Voltando a Marx e seu elogio à religião. As pessoas convertidas a essa nova corrente
cristã encontram um ânimo, uma mensagem de esperança e uma racionalidade que são
contrários ou negam o mundo desalentador no qual vivem. Os habitantes de áreas
vulneráveis necessitam da fé, pra andar na rua, pra ir pra um trabalho de merda, pra ficar
em baixo da chuva de tiro...

Por outro lado, o que esse povo ganha quando entra para a igreja, além de esperança,
ânimo e compaixão? Me lembro da entrevista do Silas Malafaia dada à Marília Gabriela;
ela diz que ele pega dinheiro de pessoas pobres, que estão na penúria, o Silas responde
algo como: “uma pessoa, você pode enganá-la por três meses, por seis meses, mas se ela
não tem retorno ela te abandona, não se pode enganar alguém por anos”. Pois bem, qual
o retorno obtido por aquele que se converte?
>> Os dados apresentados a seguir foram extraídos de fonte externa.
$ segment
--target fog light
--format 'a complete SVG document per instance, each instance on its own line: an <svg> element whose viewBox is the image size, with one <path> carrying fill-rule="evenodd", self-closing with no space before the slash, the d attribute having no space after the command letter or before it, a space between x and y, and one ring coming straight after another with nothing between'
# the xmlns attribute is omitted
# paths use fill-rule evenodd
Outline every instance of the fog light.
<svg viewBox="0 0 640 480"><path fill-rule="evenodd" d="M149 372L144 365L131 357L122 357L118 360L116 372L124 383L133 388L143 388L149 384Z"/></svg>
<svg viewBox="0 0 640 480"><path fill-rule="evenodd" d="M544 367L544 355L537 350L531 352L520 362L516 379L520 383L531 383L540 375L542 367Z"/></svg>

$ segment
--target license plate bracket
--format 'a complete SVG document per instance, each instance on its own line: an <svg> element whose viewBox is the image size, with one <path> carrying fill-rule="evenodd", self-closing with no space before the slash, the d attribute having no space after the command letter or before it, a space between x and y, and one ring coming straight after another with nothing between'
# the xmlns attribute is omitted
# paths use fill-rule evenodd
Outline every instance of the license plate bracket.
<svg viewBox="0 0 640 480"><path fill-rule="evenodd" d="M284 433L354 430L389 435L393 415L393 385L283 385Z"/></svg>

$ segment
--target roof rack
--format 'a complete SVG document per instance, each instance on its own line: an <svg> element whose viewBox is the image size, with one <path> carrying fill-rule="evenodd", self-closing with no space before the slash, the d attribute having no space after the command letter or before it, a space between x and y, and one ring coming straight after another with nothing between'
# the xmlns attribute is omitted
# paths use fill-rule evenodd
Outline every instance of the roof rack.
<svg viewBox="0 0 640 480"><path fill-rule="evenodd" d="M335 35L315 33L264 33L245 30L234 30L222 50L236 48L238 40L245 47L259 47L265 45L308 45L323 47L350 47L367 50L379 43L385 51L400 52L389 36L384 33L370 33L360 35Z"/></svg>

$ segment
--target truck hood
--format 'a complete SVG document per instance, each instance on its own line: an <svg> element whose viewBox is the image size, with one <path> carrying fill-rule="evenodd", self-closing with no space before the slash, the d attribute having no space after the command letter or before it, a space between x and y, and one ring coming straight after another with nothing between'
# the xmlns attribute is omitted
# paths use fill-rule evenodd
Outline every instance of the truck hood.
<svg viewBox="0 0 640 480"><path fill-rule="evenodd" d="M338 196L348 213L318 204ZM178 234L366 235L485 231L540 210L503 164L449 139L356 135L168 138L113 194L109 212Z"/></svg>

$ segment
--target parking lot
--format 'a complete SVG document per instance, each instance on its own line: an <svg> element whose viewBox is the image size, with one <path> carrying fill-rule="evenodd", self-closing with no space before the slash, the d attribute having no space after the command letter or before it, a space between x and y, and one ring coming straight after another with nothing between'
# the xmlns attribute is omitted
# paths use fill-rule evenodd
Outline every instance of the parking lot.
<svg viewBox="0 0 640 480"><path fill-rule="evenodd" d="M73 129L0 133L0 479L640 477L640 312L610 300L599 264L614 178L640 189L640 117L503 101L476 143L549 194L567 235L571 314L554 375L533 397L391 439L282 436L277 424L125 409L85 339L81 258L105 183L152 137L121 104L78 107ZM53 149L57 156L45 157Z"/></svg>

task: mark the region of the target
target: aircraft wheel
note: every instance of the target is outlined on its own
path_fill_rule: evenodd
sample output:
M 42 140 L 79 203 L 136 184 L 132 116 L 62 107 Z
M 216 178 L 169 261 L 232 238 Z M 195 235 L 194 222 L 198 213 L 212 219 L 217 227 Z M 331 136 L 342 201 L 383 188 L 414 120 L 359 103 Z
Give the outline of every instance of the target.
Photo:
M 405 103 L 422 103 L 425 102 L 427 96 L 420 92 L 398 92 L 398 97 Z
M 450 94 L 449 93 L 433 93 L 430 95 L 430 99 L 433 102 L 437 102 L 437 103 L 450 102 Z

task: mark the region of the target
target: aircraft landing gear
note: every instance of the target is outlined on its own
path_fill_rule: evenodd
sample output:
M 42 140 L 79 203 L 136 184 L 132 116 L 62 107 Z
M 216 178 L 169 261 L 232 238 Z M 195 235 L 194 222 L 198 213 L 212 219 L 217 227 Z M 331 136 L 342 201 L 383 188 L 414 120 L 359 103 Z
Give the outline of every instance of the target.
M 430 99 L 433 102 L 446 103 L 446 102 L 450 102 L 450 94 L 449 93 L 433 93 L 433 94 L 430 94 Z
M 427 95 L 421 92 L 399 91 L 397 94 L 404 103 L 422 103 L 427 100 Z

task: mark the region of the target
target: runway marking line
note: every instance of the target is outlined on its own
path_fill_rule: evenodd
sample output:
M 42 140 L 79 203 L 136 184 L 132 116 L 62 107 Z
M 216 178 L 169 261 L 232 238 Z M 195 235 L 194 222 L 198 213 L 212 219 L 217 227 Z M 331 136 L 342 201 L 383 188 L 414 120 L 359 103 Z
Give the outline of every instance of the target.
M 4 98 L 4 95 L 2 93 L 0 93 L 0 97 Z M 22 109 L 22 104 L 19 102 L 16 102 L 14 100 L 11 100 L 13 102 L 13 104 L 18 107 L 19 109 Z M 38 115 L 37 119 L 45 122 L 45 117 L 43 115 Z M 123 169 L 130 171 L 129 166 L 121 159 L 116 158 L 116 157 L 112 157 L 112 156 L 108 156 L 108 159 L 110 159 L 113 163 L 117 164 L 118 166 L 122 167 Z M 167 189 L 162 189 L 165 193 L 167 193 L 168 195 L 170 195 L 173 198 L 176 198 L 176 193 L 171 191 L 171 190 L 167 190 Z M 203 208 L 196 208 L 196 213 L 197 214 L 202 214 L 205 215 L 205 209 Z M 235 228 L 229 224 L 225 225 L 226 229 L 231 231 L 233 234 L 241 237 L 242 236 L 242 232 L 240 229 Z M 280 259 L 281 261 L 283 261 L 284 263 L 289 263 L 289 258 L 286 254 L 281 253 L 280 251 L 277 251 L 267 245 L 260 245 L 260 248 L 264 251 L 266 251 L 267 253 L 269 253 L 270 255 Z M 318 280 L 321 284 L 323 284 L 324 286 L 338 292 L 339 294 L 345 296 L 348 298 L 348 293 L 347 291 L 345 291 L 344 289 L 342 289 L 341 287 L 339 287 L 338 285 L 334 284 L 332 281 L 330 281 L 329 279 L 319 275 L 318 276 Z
O cara quando compra o terno, deixa de ser visado pela polícia – em certa medida, até os
traficantes respeitam quem virou irmão –, quando ele entra para a igreja, ele deixa de
beber – comprometer cem ou duzentos reais da renda mensal no bar é muito dinheiro e
cerveja é muito caro –, os irmãos se ajudam mutuamente – se o irmão abre uma carrocinha
de cachorro-quente, os irmãos vão todos lá comer para fortalecer o cara –, se, por acaso,
abre um negócio, contrata os irmãos para lá trabalharem, se um irmão perde o emprego,
ele vai encontrar ajuda com os irmãos da igreja (uma amiga disse certa vez que as igrejas
evangélicas são como uma maçonaria de pobre); há algum tempo, o sujeito evangélico
era sinônimo de bom trabalhador, alguém honesto que não roubaria seu patrão... Logo, é
racional, é uma maximização de vantagens entrar para a igreja.
A menos que se enxergue o lado racional e materialista da religião, qualquer crítica
empreendida, erra o alvo; e foi precisamente por essas razões, aliás perfeitamente
empíricas e racionais, que o neopentecostalismo cresceu no Brasil (as projeções são de
que os evangélicos, sob as atuais circunstâncias, passarão os católicos até 2040). E
cresceu a ponto de o movimento mudar de escala, isto é, passaram à esfera do Estado.

É nesse ponto que nos encontramos, nós os chamamos fascistas por não disporem do
jargão, do repertório esperado no pacto republicano – do qual, aliás, já não faziam parte.
Não possuem os valores da gente esclarecida, até porque não precisaram de
esclarecimento para se levantar pelos próprios cabelos.

Em vez de argumentar sobre o porquê de estar errado, devíamos aprender porque o


movimento neopetencostal está certo.